Even in the formatting of text itself, there are a number of decisions to be made. How should my text be aligned? Left? Justified? How big should my font be? What font should I use? How long should my paragraphs be? How long should my lines be? All these things may seem to be of minimal importance, but together they add up to your site’s appearance and ultimately make your reader stay. As a general rule, giving people choices is usually a good option, but this needs to balanced by considering how your website will look on another operating system, in another browser and in a different screen resolution. Even if only 1% of your visitors are using Firefox on a Mac, you need to include them in your considerations as well. So, for example, you can include JavaScript to allow people to increase and decrease the size of the font for ease of use, but you will probably want to use a standard font because it is more likely that people will have it installed on their computer.

Paragraph length depends on what you’re writing about, what linked points you’re making, and how you want to use the space. If your paragraphs are shorter, people are more likely to read them, but you also risk losing a sense of continuity. Line lengths are another general rule; humans tend to like reading up to about 12-14 words on a line – any more than that and it usually becomes an awkward process (try reading a line of 20-25 words to see why). It might sound a lot to take on, but generally it’s mostly common sense that you probably do subconsciously anyway.

Screen Space

Finally, make use of your screen space. Again, it’s a matter of preference, but generally anything you do that makes your website easier to read will make your writing more successful. It’s easy to get carried away with design and do something impractical such as make a tiny text column that only has space across it for a handful of words. This is especially bad if the rest of the page is just blank space, as everything above the ‘fold’ (the part of the page you can see without scrolling down) should be geared towards getting your visitor to stay. Additionally, you will get visitors using widescreen monitors and laptops, and it will look absolutely tiny to them. It’s probably viewable, but it doesn’t make for an easy reading experience. And this is what web visitors want – convenience. If they are looking for something and can’t find it in three clicks, they’ll probably be gone. If they have to scroll for ten seconds to get to your text or continue scrolling every couple of seconds because your line lengths are really short, they’ll probably be gone.

Making Space Work for You

Alternatively, you may be in the less favourable position of only having control over content, either because this is your area of responsibility or because you are using a template based site or free hosted blog or similar. In this case, you have the slightly tougher challenge of making whatever space you’re presented with work for you. You may have a brief to stick to, you may have simple text and image options, or you may have nothing at all. The key thing to remember is consistency in style and formatting for easy readability. Of course, that’s not to say you can’t deviate and make a change for impact or to hold your reader’s attention, but, for example, you probably won’t want to randomly capitalise all your text for no apparent reason. Keeping your line lengths at 10-12 words or so and creating concise paragraphs will make your readers feel more comfortable.

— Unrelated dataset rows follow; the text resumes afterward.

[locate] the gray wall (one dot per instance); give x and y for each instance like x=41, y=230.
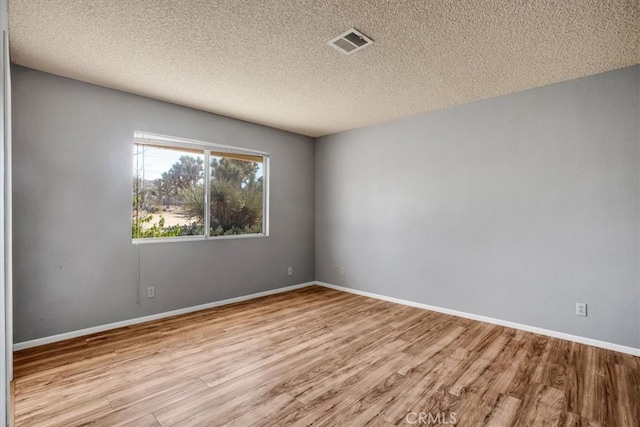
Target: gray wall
x=75, y=264
x=515, y=207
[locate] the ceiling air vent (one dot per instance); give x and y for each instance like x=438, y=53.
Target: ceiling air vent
x=350, y=41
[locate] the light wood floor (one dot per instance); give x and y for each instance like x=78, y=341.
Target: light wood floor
x=323, y=357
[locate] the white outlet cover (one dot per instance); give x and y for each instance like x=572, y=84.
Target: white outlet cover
x=581, y=309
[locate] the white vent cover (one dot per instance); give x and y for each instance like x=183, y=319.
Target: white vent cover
x=350, y=41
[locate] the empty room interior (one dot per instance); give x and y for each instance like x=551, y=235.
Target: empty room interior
x=328, y=213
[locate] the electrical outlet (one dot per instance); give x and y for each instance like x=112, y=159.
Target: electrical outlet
x=581, y=309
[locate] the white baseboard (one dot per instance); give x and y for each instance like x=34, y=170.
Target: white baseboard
x=129, y=322
x=534, y=329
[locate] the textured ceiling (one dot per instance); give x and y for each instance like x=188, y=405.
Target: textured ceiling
x=268, y=61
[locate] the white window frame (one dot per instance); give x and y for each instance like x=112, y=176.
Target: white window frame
x=148, y=138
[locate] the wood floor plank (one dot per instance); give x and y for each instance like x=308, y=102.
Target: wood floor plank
x=323, y=357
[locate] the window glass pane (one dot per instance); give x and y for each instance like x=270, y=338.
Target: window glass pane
x=168, y=192
x=236, y=190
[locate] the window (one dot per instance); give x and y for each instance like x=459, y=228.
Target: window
x=193, y=190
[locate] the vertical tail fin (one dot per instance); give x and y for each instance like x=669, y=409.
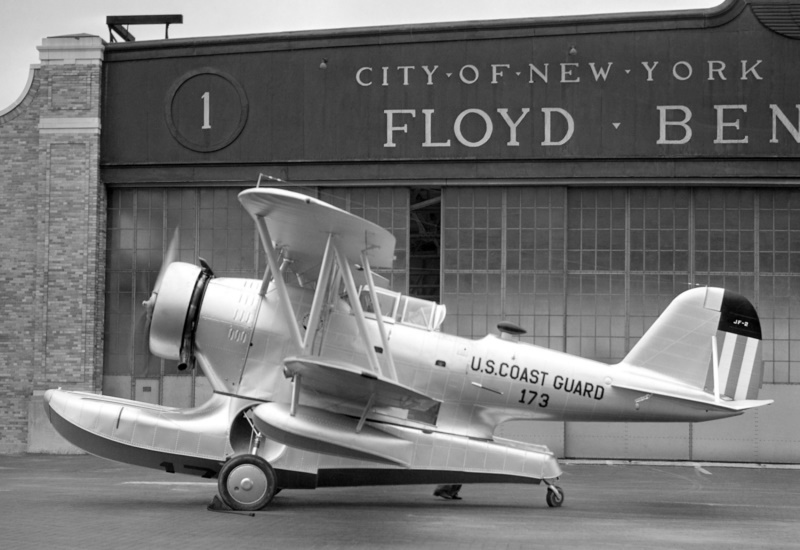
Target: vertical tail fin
x=739, y=344
x=678, y=345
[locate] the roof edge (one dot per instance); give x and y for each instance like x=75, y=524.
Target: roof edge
x=459, y=30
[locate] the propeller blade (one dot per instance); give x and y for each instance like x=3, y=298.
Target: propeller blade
x=149, y=305
x=170, y=256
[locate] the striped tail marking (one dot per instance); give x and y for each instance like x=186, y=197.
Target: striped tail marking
x=739, y=344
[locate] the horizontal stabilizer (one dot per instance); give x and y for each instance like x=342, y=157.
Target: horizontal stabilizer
x=320, y=431
x=700, y=398
x=707, y=343
x=360, y=386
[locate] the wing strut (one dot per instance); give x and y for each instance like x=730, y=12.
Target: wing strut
x=280, y=286
x=350, y=285
x=319, y=295
x=392, y=374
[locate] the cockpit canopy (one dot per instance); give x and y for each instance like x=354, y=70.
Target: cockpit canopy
x=406, y=310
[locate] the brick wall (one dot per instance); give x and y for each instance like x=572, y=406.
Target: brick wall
x=52, y=230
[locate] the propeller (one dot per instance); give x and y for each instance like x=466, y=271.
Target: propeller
x=149, y=305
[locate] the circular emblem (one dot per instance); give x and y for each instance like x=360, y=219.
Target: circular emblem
x=206, y=110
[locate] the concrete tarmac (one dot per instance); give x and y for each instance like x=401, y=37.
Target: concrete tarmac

Having limited control of the layout and imaging surrounding your text can be incredibly frustrating, and if you can, have a search around to see if you can teach yourself anything about customisation or web design, or talk to the person/people in charge of it if you really feel something’s not working. It’s not the end of the world if your text has to stay on its neutral background and consistent colours, and if it’s in a commercial setting, it’s probably like that for a reason!


The background to your text is the thing people will initially focus on and analyse in a nanosecond to reach the conclusion of how they feel about it. On the web more than anywhere, first impressions count and you only get one chance! Make sure your styling is neat so your website can balance adequately between creative flair and usability as the perfect setting to your text.